Friday 31 December 2010

Ender in Exile

Ender in ExileEnder in Exile by Orson Scott Card

My rating: 3 of 5 stars


Got the thing from a lovely second hand book shop in Brixton, turn left when you get out of the tube and second left - it's down that road on the right. Being second hand (cheap) and a reminder of the first book in the series I read when I was sixteen, this one is a pleasure to read. A bit like a holiday to times past...

The plot of the original book is far too fantastical to try to summarise; I've noticed that much from reading the odd review of 'Ender's Game' before - they tend to leave me with that feeling, 'Bloody Sci-Fi nutters - they'll read anything'; the characters are reasonably well 'explored', so there's enough there to empathise with (to use reviewers parlance), the sci-fi ideas (i.e. future technology) give the author plenty of scope to get his characters from one side of the galaxy to the other without breaking into a sweat (which ultimately lead you to consider faster than light travel and transportation via de-materialisation and re-materialisation). It's all good fun.

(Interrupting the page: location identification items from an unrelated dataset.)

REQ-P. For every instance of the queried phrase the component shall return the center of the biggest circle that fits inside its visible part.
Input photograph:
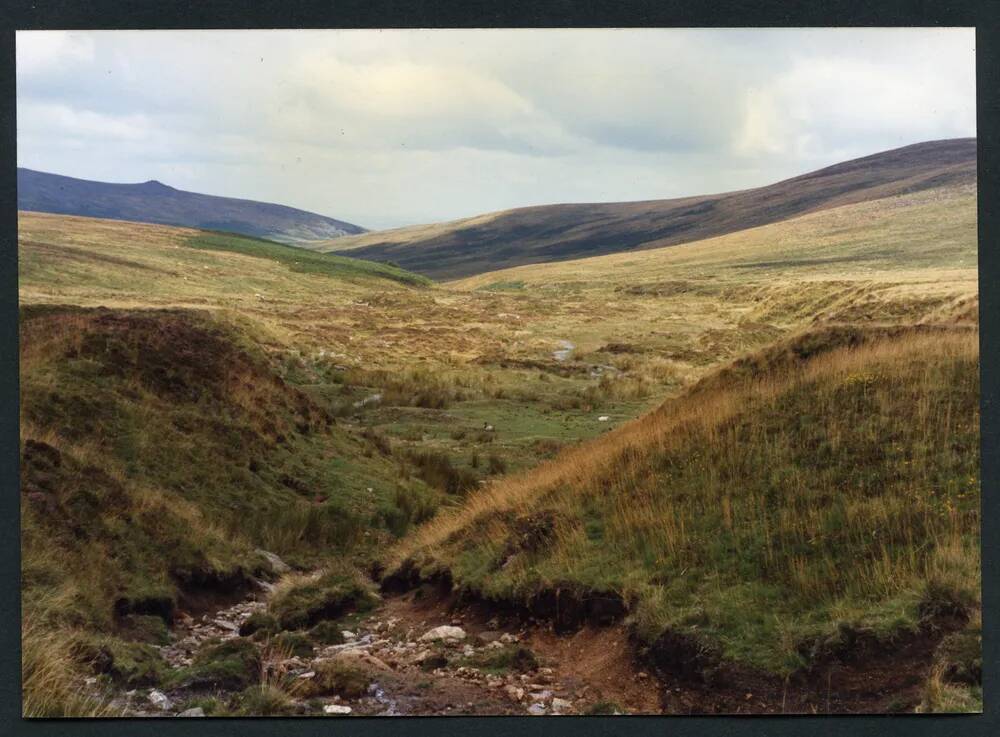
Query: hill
(562, 232)
(154, 202)
(818, 505)
(188, 396)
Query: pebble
(515, 692)
(444, 632)
(159, 699)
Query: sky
(390, 128)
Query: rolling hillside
(542, 437)
(571, 231)
(155, 202)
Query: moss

So, in short, we're talking about a series of books about a child who is psychologically messed with to produce a human being who is capable of mass murder on a planetary scale and, as a consequence, able to save lives on the same scale. An intelligent monster who is entirely human and so equally adept at creating harmony out of the chaos he may well have caused (or, at least, was held responsible for) in the first place.

So: I like it. Although it's only a bit of fun. The characters' interactions are far more interesting than the storyline itself - which makes me wonder why I'm reading sci-fi AGAIN!